Hi,

I have a multi site installation operational and it works like a charm.

The problem I have is that every site will have it's own tables and therefor the amount of tables becomes unmanageble. I know that it is possible to share tables but still there are quite some tables that every site needs to have for it's own.

I intent to use an additional column in the tables instead of the prefix in the table name, this way I don't have additonal tables and the installation becomes much more practical (in my opinion)

To be able to do this I have to re-write the database.inc which looks feaseble to me.

The questions I have are these :

- Why was the table prefix solution chosen?
- Is the additonal column solution considered and if so, why not chosen?
- Is there anybody already doing this?
- does anyone have good arguments to not do this?

I hope someone can help me with this before I spend a lot of time on something somebody already did or somebody had good reasons not to do.

Regards,

Marnix.

Comments

marcelh’s picture

This seems like a good way to keep a multi site database manageable... I think Drupal has a pretty robust and solid mechanism for multi sites by design, so I wouldn't be too eager to rewrite any core modules, though, but I am interested in other insights comparing this approach to the standard Drupal one.

Marcel

chueewowee’s picture

I'm posting this only to watch this post (could we have 'watch this thread? and email alerts?)

mkabot68’s picture

I should state first that I have only been using Drupal for 5 months. I don't have the answer on how the current multi-site architecture was arrived at.

I am in the process of developing a Drupal install that will support 1,000+ sites off the same code base using the Drupal multi-site architecture. Based on this experience I am VERY happy with the current architecture.

Development
When developing sites, I always work in a "sandbox" version of the site first. When ready, I then package the site and move it to a production server. With a seperate DB or tables this is very easy using phpMyAdmin.

With your suggestion, I would have to fish through each table and pull the appropriate rows. Yes, I could certainly write some tools to do that... but tweaks would be needed each time I add/change/write a new module.

The current architectures supports developing/moving sites with simple SQL tools.

Scaleability
I am starting my Drupal install with a single Dedicated Server. As the site grows, I can easily add a 2nd Dedicated Server - one to handle Drupal/website and one for the DB. As the site continues to grow I can easily split the Druapl part of the sites to multiple Dedicated Servers and even add multiple DB servers if required.

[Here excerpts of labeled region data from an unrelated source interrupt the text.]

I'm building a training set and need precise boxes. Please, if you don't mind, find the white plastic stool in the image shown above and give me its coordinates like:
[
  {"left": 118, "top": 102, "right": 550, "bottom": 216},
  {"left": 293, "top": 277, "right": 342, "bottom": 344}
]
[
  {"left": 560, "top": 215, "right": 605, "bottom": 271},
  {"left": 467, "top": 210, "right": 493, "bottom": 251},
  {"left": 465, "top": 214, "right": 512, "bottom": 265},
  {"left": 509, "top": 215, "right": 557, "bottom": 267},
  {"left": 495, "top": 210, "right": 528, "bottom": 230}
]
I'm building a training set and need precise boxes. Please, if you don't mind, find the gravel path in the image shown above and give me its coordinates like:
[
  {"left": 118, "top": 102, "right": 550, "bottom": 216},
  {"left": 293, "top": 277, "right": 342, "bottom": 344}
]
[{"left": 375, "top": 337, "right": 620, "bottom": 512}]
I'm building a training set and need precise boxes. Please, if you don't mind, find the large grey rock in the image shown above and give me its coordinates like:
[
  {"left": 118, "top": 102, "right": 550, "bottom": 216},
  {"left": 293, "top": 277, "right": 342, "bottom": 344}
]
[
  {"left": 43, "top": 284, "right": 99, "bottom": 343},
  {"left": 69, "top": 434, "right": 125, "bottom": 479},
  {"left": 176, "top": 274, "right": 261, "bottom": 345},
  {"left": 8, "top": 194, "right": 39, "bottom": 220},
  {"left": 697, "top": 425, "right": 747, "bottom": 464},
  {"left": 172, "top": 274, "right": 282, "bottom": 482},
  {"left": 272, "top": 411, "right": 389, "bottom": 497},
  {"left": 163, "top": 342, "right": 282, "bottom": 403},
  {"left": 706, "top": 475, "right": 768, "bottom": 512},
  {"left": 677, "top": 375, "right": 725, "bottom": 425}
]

With your suggestion, there seems to be a core assumption of of a single database server - period. This limits scalability at the high end.

Summary
I think your idea would work for simplifying multi-site for a small # of sites. On the other hand, I don't think it would work across the board due to scaleability issues. Then you are into the concept of supporting two methods for multi-site which is probably not a good idea.

Yes, there is some overhead in the duplication of DB tables. Compared to other CMS products this is minimal vs. the duplication of everything (code included). The DB/table concept is easy to understand and deal with using existing tools.

chueewowee’s picture

there is an 'autoinstaller' somwhere (4.6 and 4.7) produced by Leki (http://drupal.org/node/33581) that works for multisites on multi databases. SQL access for database creation and prefixing does depend upon the configuration of your Server provider of course. I used it OK, you can add one site at a time from Drupal's engine URL, and it's fast. It includes dumy runs for testing too. I haven't got shared tables to work yet though, but shall try again. My problem there could be my own Server Provider possibly.

Marnix’s picture

Thank you for the replies, this really helps me in selecting the right solution.

Still have concerns when you use multiple tables, though. If there is an update of a table (like adding a single column) you need to update a table for every domain (in your case a 1000 tables)

Besides that I don't see why the scalability will be restricted to one server, just like when you redirect sites to a second server, I can do that too

Have you thought about updating your tables in case of an update?

Still would like to know why drupal has chosen the table prefix solution.

Regards,

Marnix.

erdemkose’s picture

I am not so sure if I understand your question but I will write something.

I think you mean: Use a table column for multi-site installation.

You will have core tables without prefix. for example you user table will look like:

+-----+------+-------+------+
| uid | name | email | site |
+-----+------+-------+------+

Disadvantages:

  1. Tables will be very big and it reduces performance.
  2. If one table is corrupted, every site on this database will be affected.
  3. You have to add site column for every SQL statement and that will keep your database server very busy.
  4. If you want to update only one site, you cannot do it. You have to update every site, which may lead to data loss or data corruption.
  5. You cannot backup a single site. When you import a backup, every site on this database will lose its data even if they were unaffected.

This list can be very long but that is enough.

You SHOULD install Drupal in its own database. If you cannot create a new database, then you should try using database prefix.